セツナは、湯船に浸かりながら、ゆっくりと伸びをした。心地よい熱湯が筋肉を弛緩させていくかのように、全身を包み込んでいる。なにもかもがゆったりとしたときの中で、女湯から聞こえる嬌声だけが、心をざわつかせた。ルウファが反応するのもわからなくはない。
(男は煩悩の塊だからなあ……)
ふと見ると、ルウファは相変わらず岩壁と対峙しており、なにやら決意でもしているかのようだった。全裸だが、腰にはタオルを巻きつけている。セツナの位置からは彼の背中の痛々しさが目につくのだが、当の本人にはもはやどうでもいいことなのかもしれない。
「さて、行きますか」
「行くのかよ」
すかさず突っ込むと、彼はこちらを一瞥して、言い放ってくる。
「男にはやらねばならんときがあるのです」
「ねえよ。
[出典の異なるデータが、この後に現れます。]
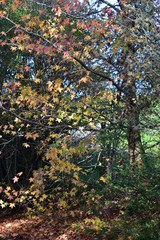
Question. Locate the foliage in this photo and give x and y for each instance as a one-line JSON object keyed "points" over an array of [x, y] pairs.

いや、あるかもしれないけど、いまじゃないだろ」
「ふふふ……領伯様ともあろうお方が、そのような甘い考えではなりませんぞ」
「なにがだよ」
「では、我が死に様、御覧じろ」
「死ぬのかよ」
ついていけないと思いながらも最後まで突っ込んだセツナは、ルウファが岩壁をよじ登る様を見て見ぬふりをした。彼の行動に付き合う必要はない。彼が協力を必要しているとしても、いまではあるまい。いや、たとえいま、ルウファにセツナの協力が必要だとしても、彼は全力で拒んだだろう。少なくとも、セツナには良識があり、自制心がある。
「なんだ、この程度か。ふっ……あっけないな」
あっという間に岩壁の頂点に辿り着いたルウファは、だれに対してか勝ち誇ったようにいった。すると、その声を聞きつけたのか、女湯で悲鳴が上がった。
「ルウファさん!? なにやってるんですか!」
「ミリュウ、やりな」
「ちょいなー!」
ミリュウが気合とともになにかを投げ放ったようだが、岩壁上のルウファはやすやすとかわしてみせた。
「ふっ、甘い甘い、その程度避けられいでかっ!」
岩壁上で勝ち誇る様は悪鬼魔人の如きであったが、つぎつぎと投げつけられるものを避けているうちに、彼は、足を滑らせた。
「あっ」
彼はその瞬間、タオルの直撃を顔面にもらい、男湯へと押し返されるようにして落下、盛大な水柱を上げた。セツナは、ルウファが負傷していないか確認するために着水地点に近づくと、彼が気を失ったまま浮かんでいる姿を見つける。こんなことで負傷されたら笑い話にもならないが、調べてみると、外傷は見当たらなかった。
とりあえず更衣室まで運び、あとのことを使用人に任せると、セツナはひとり温泉に戻った。すると、女湯から話し声が聞こえてきた。
「若さってやつかね」
「だとしても、幻滅です」
「わかった? 好きになるなら、あんなのよりセツナみたいのがいいのよ」
「あんなのって酷くないですか!? それに、年下はちょっと……」
「年が離れていても関係ないでしょ!」
「そういえば、結構離れていたね、あんたたち」
「わたしはまだ……」
「あんたも結構離れてるでしょ!」
「ミリュウほどじゃないわよ!」
「なんですってええええ!」
「まあまあ、いいじゃないですか、セツナ様が気にしないのなら」
「……そ、そうよね」
「セツナは気にしていないわよね……」
「気になるんなら、本人に聞いてみればいいんじゃないかい?」
「そ、そんなことできるわけないでしょ!」
「そうよそうよ!」
(丸聞こえなんだけどなあ……)
女湯の喧騒から耳を閉じるように、セツナは湯船に沈み込んだ。
「この地に温泉が湧いたのも、五百年前の大異変に起因するという事実を知っているものは少ない。なぜなら、多くの者は五百年もの長い時を生きることができないからだ」
聞き覚えのある声の妖艶さは、セツナの背筋に寒気を走らせた。
「……なんでだよ」
「だれもかれも、短いときの中を生きることしかできない。ひとも、動物も、皇魔も……。だがそれは仕方のないことだ。この不完全で未完成な世界では、無限に長く生きることなど、できるはずがないのだ」
湯煙の向こうから近づいてくる影がある。降り注ぐ陽光も、吹き抜ける風も、その女の正体を明らかにするためにセツナに協力してくれているようにしか思えなかった。
「やあ、竜殺し。わたしから二つ名を奪った気分はどうだ?」
緋色の髪の魔人は、一糸まとわぬ姿で超然と佇んでいた。